Hace años, cuando aún hiperventilaba en Madrid, llevé a una conquista de paseo por el Museo Reina Sofía. La chica, una bella madurita en la que destacaban sus ojos verdes y una boca completa y grande (Era un placer verla hablar, de cómo dilataba), no era aficionada a las Bellas Artes – siquiera un poco, a las decorativas – y en absoluto intelectual. Trabajaba en una óptica. A la hora de la comida, se alimentaba con medio sándwich de crudités. Semejante fruslería en semejante boca no daba para bocado, por lo cual, acompañarla en ese breve rato nutricio, también podía ser placer añadido porque, además del masticar, le cabía sonreír, hablar y modelar besos lubricados. Después del sándwich, se iba a un gimnasio del Puente de Vallecas donde mantenía el tipo haciendo espinin ( bicicleta estática en pelotón estático ante monitor estático con pedaleo y música discotequera a elevado volumen).

    Era guapa, femenina y tenía estilo llevando sus trapitos. Allá donde miraba lo dejaba iluminado. No era cuestión de interrogarla sobre libros leídos o sobre la insoportable levedad del ser. Podría verse inclinada a responder un test de personalidad de la revista Lecturas, sólo eso. Lo mejor siempre fue escucharla y mirarla con mucho tacto, invitarle a cenar para, finalmente, ante la duda de si en su casa o en la mía, echar cortinas de vapor dentro de la furgoneta.

Un amor desenfocado

    Sabía que era arriesgado como prólogo de seducción llevarle a unos grandes almacenes de arte contemporáneo, pero me sentía muy seguro de mí mismo y necesitaba marcar territorio, no se fuera a pensar que con y sin uniforme de trabajo mi personalidad se amoldaba en la de un repartidor de paquetería ansiosa. Quería verla por los corredores y salas del edificio Sabatini cerca de mí, ser reconocido por ella entre tanto extraño de a diario y verla en un decorado de abstractos, entre intensas manchas de color, al pie de lienzos de gran formato, en el antes y el después de la modelo que posa para Modigliani, más tarde para Dubuffet, hasta la consumación en una tela de Willem de Kooning. Le hubiera sacado fotos, si los museos fueran menos enemigos de los horteras y menos amigos del merchandaisin.

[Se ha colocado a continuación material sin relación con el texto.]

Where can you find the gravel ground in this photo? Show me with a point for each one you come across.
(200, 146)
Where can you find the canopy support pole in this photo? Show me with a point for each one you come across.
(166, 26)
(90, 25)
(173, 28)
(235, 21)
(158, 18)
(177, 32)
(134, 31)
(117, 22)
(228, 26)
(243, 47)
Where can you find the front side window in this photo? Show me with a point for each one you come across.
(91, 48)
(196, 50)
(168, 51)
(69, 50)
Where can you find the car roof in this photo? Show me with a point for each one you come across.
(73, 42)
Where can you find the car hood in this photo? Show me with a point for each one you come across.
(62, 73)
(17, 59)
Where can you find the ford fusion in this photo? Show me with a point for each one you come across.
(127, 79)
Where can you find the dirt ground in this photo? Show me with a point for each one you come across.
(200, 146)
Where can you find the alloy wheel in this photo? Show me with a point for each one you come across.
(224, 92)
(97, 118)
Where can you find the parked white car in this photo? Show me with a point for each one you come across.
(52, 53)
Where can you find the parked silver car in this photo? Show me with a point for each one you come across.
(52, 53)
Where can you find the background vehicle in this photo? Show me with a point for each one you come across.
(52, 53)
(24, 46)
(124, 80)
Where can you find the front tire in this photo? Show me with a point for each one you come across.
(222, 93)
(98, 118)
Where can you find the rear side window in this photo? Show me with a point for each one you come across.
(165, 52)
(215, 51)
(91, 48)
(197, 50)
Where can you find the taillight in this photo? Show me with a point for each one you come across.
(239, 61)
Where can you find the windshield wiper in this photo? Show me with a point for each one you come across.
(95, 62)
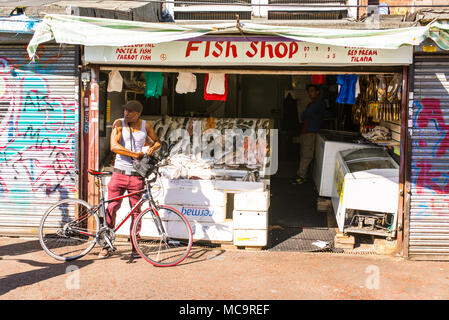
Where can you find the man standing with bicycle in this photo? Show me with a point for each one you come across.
(129, 135)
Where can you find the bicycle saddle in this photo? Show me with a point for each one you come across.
(98, 173)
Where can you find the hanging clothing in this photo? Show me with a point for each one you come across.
(115, 82)
(216, 86)
(318, 79)
(347, 88)
(290, 119)
(153, 84)
(186, 83)
(216, 83)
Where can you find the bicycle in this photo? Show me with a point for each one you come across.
(67, 233)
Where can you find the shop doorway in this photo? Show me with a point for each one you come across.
(296, 219)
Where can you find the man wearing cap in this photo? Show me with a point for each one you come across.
(129, 136)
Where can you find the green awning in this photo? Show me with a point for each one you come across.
(89, 31)
(439, 33)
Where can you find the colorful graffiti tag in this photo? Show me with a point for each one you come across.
(37, 136)
(431, 179)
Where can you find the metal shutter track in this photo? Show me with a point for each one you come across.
(429, 205)
(38, 133)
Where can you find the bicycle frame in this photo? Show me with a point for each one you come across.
(146, 197)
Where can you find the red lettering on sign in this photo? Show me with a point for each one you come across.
(277, 50)
(293, 48)
(230, 47)
(219, 47)
(264, 47)
(190, 47)
(253, 47)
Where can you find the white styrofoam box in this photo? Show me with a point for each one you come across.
(202, 213)
(221, 231)
(231, 186)
(250, 219)
(190, 192)
(250, 237)
(252, 200)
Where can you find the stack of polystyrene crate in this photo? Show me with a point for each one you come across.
(198, 200)
(250, 217)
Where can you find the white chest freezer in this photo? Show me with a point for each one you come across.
(366, 186)
(328, 143)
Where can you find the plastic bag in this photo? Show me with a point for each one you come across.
(394, 88)
(381, 88)
(115, 81)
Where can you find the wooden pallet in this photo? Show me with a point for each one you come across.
(342, 241)
(324, 204)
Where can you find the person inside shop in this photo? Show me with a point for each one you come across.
(312, 118)
(129, 137)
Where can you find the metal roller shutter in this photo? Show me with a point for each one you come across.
(429, 199)
(38, 133)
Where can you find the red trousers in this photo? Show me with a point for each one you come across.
(118, 185)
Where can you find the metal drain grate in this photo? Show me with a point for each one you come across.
(300, 239)
(303, 239)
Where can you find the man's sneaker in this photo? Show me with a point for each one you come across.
(104, 253)
(299, 180)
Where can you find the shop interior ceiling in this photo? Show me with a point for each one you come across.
(110, 32)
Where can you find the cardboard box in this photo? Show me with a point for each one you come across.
(252, 201)
(250, 219)
(250, 237)
(202, 213)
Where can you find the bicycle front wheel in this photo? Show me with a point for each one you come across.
(165, 236)
(64, 233)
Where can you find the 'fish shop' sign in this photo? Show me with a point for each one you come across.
(226, 52)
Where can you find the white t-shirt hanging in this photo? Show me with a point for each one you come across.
(115, 82)
(216, 84)
(186, 83)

    Yo fui a lo mío y ella a lo suyo: no mirar un cuadro, pero sí contraponer a lo inexplicable su concreto atractivo de ondas rubias y de gestos verbales, todas las posturas que una boca hermosa puede adoptar articulando vocales y consonantes. Su voz, si se desatendían las palabras, sonaba a mezzo continuo sobre la almohada; sus labios, sístole y diástole, sujetaban y soltaban; sus dientes y su lengua, etcétera. Para qué seguir, les tengo por muy leídos.

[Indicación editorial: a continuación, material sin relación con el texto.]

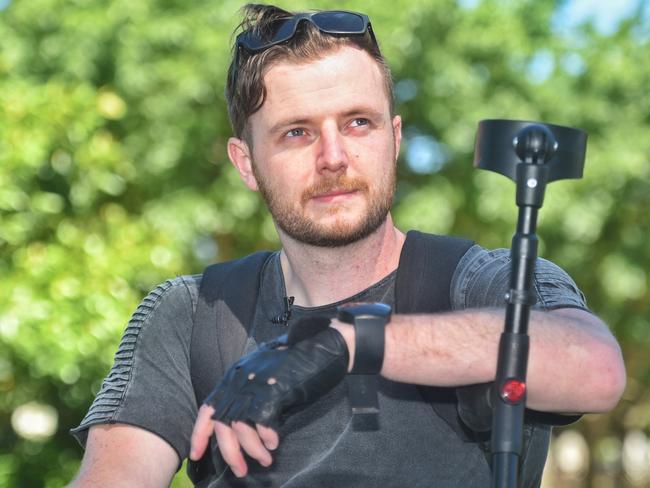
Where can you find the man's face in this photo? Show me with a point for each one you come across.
(324, 148)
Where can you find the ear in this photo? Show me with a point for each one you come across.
(397, 133)
(240, 157)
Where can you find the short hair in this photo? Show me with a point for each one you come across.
(247, 94)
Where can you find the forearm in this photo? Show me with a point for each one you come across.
(575, 365)
(119, 455)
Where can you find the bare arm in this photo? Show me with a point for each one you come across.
(575, 364)
(120, 455)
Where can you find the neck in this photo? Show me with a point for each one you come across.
(317, 275)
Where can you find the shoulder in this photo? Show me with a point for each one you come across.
(483, 277)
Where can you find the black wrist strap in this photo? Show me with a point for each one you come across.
(369, 340)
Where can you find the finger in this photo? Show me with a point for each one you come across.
(201, 432)
(230, 449)
(251, 443)
(270, 437)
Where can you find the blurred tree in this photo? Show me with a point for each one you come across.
(113, 177)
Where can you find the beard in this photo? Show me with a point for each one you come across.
(293, 221)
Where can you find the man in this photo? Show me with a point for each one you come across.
(311, 106)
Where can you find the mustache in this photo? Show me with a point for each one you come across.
(338, 183)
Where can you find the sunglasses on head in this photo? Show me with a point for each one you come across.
(336, 22)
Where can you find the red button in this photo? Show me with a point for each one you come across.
(513, 391)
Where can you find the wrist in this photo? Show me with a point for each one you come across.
(347, 331)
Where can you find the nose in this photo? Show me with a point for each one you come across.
(332, 154)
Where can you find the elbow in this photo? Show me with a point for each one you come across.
(608, 379)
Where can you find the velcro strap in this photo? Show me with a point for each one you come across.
(369, 345)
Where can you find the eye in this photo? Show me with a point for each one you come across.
(297, 132)
(359, 122)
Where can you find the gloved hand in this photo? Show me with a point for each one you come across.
(296, 368)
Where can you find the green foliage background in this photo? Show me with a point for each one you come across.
(114, 177)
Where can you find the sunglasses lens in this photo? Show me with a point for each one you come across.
(339, 22)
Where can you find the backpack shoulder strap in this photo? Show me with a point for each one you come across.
(223, 315)
(426, 267)
(422, 285)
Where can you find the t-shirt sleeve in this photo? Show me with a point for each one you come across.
(149, 384)
(482, 279)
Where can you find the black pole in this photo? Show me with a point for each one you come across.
(535, 145)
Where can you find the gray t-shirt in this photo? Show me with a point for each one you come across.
(149, 386)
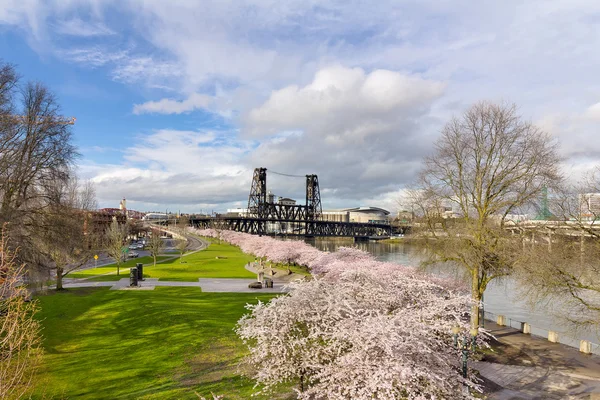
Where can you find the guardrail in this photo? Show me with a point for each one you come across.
(584, 346)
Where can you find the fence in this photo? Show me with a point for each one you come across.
(584, 346)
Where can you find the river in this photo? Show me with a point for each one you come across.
(501, 297)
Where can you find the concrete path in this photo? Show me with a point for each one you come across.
(542, 370)
(207, 285)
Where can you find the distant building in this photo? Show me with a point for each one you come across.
(154, 216)
(286, 201)
(440, 212)
(237, 212)
(373, 215)
(405, 216)
(589, 206)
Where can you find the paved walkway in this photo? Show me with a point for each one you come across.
(542, 370)
(207, 285)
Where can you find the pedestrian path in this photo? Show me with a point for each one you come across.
(210, 285)
(540, 369)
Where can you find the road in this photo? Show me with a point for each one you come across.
(194, 244)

    Estoy seguro de que a ella le hubiera aburrido un invierno tomarse en serio la visita al Reina Sofía, como a mí asistir a un desfile de gafas bifocales en el Colegio Oficial de Optometristas. Cuando no se tienen posibles, es difícil sorprender a una enamorada normal. Las propuestas extravagantes requieren el atrevimiento y la complicidad de tu pareja, como aquella vez en Bilbao.

Foto: J.A.Díaz Iraeta

Le invité a cenar en un comedor de beneficencia que abrían por Atxuri. Al día siguiente, me la llevé a un hostal de Santoña para que pasara la reválida.

Monitora de Educación Sexual

Apuntaba a una educadora de marginados, monitora de educación sexual. Vivía en la Margen Izquierda, era virgen y celebraba su cumpleaños- 27 o 28 -. Le invité a cenar en un comedor de beneficencia que abrían por Atxuri. Al día siguiente, me la llevé a un hostal de Santoña para que pasara la reválida. Recuerdo que salimos a hurtadillas del establecimiento y con las cabezas gachas por miedo a que en el futuro alguien nos pudiera vincular con el rito satánico que se verificó en las sábanas de aquella habitación.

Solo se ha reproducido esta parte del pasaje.